SAMENVATTING: Communiceren met de doelgroep (B1K1)
Pedagogisch werk 1
● Thema 13: motiveren
Motivatie = een prikkel die je hebt of krijgt, waardoor je iets wel of niet wilt doen.
Motiveren = dat jij invloed uitoefent op een ander, zodat die bepaald gedrag gaat vertonen.
Er zijn twee soorten motivatie: intrinsieke motivatie en extrinsieke motivatie. Intrinsieke motivatie =
wanneer de prikkel, die ervoor zorgt dat je iets wilt doen, vanuit jezelf komt. Extrinsieke motivatie =
motivatie van buitenaf, de prikkel om iets wel of niet te doen komt niet vanuit jezelf, maar wordt
beïnvloed door zaken die buiten jou liggen, bijv. een beloning als een kind een taak heeft uitgevoerd.
Verwachtingstheorie van Vroom = mensen zijn gemotiveerd als de uitkomsten van de dingen die ze
doen aansluiten bij de verwachtingen die ze erbij hebben. Motivatie wordt dus beïnvloed door
persoonlijke verwachtingen die iemand heeft. Op basis van de verwachting die je hebt, besluit je om
je wel of niet in te zetten. In de theorie van Vroom staan drie elementen centraal (Motivatie = E
(Verwachting) x I ( Instrumentaliteit ) x V (Waardering)):
1) Kan ik mijn doel bereiken? Verwachting (E): Hier vraagt de ander zich steeds of het hem of haar
zal lukken het doel te bereiken. Je zult dus steeds moeten kijken wat je de ander kunt aanbieden, om
ervoor te zorgen dat zijn verwachtingen worden waargemaakt.
2) Welke beloning levert het mij op als ik het doel bereik? Instrumentaliteit (I): Als je een beloning in
het vooruitzicht stelt, moet je duidelijk maken wat de beloning precies inhoudt en deze ook altijd
geven.
3) Hoe belangrijk is de beloning voor mij? Waardering (V): Je moet erachter zien te komen hoe
waardevol de beloning is voor de mensen die je wilt motiveren. Als de beloning voor hen de moeite
waard is, zullen ze daarvoor hard werken. Zorg er dus voor dat je weet welke beloning belangrijk is
voor de kinderen waar je mee werkt.
Attributie betekent verklaring.
Attributietheorie = de manier waarop mensen hun gedrag verklaren. Dit kan op twee manieren: door
interne attributie en externe attributie.
Interne attributie = dat je verantwoordelijkheid neemt voor je eigen gedrag.

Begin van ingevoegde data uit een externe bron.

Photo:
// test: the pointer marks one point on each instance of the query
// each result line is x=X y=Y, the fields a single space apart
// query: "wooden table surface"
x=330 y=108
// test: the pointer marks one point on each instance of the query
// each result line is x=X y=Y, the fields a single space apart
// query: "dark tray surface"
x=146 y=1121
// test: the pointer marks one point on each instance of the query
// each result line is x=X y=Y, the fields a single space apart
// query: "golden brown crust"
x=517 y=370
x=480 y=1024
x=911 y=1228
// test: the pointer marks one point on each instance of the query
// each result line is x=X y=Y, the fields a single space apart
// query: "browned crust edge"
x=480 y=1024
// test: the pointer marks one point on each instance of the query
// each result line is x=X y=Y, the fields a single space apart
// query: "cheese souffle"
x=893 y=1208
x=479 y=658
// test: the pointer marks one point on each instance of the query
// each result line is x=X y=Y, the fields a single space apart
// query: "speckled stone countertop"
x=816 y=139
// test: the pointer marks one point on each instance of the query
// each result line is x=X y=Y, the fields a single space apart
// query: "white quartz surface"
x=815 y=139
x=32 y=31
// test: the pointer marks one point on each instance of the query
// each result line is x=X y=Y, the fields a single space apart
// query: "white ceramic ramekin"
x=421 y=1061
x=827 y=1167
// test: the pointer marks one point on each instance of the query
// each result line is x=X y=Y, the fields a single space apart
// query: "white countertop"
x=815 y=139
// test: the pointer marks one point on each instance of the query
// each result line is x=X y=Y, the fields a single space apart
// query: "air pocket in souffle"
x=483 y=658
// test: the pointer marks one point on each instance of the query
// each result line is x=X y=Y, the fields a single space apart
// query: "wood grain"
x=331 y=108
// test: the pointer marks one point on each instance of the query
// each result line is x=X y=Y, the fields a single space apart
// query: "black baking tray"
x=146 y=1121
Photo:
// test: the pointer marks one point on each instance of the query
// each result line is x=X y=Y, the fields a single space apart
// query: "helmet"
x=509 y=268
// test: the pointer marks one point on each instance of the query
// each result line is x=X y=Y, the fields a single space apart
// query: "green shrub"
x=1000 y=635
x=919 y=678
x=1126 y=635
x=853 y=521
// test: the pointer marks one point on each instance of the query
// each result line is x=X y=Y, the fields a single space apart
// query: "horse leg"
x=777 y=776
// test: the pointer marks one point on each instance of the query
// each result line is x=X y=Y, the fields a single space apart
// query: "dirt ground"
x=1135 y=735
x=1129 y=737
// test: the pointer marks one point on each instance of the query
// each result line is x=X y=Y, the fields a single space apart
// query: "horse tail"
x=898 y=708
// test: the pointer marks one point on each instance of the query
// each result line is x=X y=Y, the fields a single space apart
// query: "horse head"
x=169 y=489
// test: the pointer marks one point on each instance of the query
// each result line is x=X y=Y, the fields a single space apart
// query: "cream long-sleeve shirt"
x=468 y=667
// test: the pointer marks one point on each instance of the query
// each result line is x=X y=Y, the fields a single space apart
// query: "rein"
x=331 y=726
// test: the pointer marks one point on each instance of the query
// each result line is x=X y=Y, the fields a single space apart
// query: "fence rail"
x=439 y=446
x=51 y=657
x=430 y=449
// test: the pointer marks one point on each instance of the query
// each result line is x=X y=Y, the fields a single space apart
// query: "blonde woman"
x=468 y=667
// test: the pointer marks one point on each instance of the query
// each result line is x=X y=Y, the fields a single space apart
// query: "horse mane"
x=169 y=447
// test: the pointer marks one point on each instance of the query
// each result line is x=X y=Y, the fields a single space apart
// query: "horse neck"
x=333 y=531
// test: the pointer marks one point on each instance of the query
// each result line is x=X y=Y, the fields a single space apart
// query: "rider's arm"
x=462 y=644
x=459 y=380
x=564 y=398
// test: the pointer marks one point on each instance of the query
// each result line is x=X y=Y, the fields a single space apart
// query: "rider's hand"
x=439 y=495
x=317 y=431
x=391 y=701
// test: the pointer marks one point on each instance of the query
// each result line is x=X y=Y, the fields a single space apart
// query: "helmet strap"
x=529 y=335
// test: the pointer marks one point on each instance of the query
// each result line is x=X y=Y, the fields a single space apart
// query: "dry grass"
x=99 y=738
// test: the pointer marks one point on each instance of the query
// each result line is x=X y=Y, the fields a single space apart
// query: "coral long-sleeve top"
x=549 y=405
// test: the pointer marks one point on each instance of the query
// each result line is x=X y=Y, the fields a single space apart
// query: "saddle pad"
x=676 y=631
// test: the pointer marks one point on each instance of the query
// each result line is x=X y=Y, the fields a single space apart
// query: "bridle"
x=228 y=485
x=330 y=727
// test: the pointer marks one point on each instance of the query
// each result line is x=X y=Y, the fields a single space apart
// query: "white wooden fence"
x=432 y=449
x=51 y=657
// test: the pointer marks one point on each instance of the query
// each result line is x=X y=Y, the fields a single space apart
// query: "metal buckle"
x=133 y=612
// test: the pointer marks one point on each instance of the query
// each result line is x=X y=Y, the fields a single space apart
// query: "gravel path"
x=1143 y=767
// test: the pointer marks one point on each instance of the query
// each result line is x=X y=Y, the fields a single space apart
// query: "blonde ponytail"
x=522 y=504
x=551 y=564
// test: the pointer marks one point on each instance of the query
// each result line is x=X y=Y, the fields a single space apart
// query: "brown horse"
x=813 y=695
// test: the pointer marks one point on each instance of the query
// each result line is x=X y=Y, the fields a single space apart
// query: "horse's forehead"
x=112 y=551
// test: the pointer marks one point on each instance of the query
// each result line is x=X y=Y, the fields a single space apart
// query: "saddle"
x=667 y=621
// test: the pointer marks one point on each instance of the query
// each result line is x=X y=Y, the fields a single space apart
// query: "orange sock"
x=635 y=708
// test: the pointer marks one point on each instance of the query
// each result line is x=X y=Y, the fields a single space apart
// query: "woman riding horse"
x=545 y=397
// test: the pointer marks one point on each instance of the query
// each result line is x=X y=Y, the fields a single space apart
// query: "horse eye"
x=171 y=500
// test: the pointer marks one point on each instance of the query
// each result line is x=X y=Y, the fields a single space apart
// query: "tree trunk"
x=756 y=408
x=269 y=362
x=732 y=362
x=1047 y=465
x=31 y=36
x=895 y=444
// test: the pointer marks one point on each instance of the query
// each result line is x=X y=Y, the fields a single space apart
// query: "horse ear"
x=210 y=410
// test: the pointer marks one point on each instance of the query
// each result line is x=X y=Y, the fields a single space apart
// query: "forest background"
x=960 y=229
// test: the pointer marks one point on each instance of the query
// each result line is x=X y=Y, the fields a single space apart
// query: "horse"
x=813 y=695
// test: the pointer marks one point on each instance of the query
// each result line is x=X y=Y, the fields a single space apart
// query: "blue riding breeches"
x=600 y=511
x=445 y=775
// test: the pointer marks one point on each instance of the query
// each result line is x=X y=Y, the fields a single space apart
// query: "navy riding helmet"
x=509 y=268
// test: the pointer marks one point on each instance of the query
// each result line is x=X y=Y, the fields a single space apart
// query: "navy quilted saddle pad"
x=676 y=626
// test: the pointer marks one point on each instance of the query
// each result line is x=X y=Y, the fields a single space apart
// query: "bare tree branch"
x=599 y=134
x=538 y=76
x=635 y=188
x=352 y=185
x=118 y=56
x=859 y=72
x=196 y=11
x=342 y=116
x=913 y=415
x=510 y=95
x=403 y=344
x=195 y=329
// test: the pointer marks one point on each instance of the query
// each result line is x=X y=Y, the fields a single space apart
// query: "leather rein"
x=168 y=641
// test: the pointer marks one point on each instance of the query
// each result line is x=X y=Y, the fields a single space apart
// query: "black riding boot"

Je legt de oorzaak van
datgene dat je overkomt bij jezelf.
Externe attributie = de oorzaak van je gedrag ligt altijd buiten jezelf.
Drie dimensies van de Attributietheorie: locatie (intern of extern), duur (tijdelijk/geluk of
permanent/vaardigheid) en beheersbaarheid (wel of niet beïnvloeden).
Attributiefout = als een kind vervelende gebeurtenissen steeds intern attribueert en leuke dingen
altijd extern.
Doeloriëntatietheorie = twee soorten doelen hebben als het iets wil leren: het prestatiedoel en het
leerdoel. Als je tijdens motiveren uitgaat van het leerproces in plaats van het resultaat.
Prestatiedoel = richt zich op het halen van een goed eindresultaat, hoe je het resultaat haalt is niet
belangrijk, als je het maar haalt. = kun je vergelijken met de extrinsieke motivatie.
Leerdoel = richt zich meer op het leerproces dan op het resultaat, het geeft aan dat je ergens beter
in wilt worden. = kun je vergelijken met de intrinsieke motivatie.
Coachen = dat je kinderen begeleidt bij het halen van doelen die ze zelf hebben gekozen.
Zelfdeterminatietheorie = van wetenschappers Deci en Ryan, mensen hebben relaties, autonomie en
competentie nodig om gemotiveerd aan het werk te gaan.
, Pedagogisch werk 2
● Thema 9: interactievaardigheden
Interactievaardigheden = de vaardigheden die pedagogisch medewerkers toepassen tijdens de
communicatie met alle kinderen op de groep. In totaal zijn er 6 interactievaardigheden, die je in
twee groepen kunt verdelen:
basale interactievaardigheden:
1. sensitieve responsiviteit = gevoelig reageren op signalen van kinderen. De vele manieren
waarop kinderen contact met jou zoeken, noem je contactinitiatieven. Baby’s hebben een
tragere reactietijd, dat wil zeggen dat ze langere tijd nodig hebben voordat hun hersenen
een prikkel of vraag heeft verwerkt.
2. respecteren van autonomie = kinderen de ruimte bieden om eigen keuzes te maken.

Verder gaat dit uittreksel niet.